I also reread the first volume of Powers yesterday. The deal with my copies of Powers is this – I bought ( at an insanely low price ) issues 7-37 of volume one some years ago. Read the lot then, but had to read the first six issues off scans. Then I bought volume one again, because Brady was offering all of the 37 issues at 50 cents each. Who can refuse such temptation? So I read the lot again yesterday, and it was so much fun. Because it’s a creator-owned series, Bendis and Oeming are not bound by any conventions of the superhero/detective genre – and the tale goes places. Trust me on that. Especially the Forever arc, which is an origin story of the superheroes in the series, which completely took me by surprise. Can’t wait to read vol 2, which I have not read before.
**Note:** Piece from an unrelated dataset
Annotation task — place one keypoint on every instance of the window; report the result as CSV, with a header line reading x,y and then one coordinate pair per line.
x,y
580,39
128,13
I installed an old favourite, Unreal Tournament on my machine. My ex-flatmate had downloaded quite a few maps and mods ( quite a few? More like ALL the mods available at that time on the internet) and it’s kind of a zone thing – firing up a practice session on Unreal tournament, with the bot-level set at ‘masterful’ ( associated skill level comment: “I hope you like to respawn.” ) Unreal Tournament used to be my favourite mode of release, right from the days I played it in demo mode in a window, because my celeron 333 MHz 32 MB machine just couldn’t run it. There were only two arenas available in the demo, and I loved playing them all day. The background music was kick-ass, the bots splattered with pretty realistic screams, and most importantly, the flak cannon was among the most satisfying weapons I’ve ever used in a deathmatch, producing the kind of squelshy virtual gore that’s made up for years of therapy.

I am in the middle of watching Ratatouille. Watching it in controlled doses, every day at dinner. I had completely lost it with Pixar after cars, but Brad Bird is someone I will never doubt again, I swear. What a beautiful movie! I missed out on seeing it in the theater because a bomb exploded in Hyderabad the day I had booked tickets and grrrrrrrgh, we didn’t go.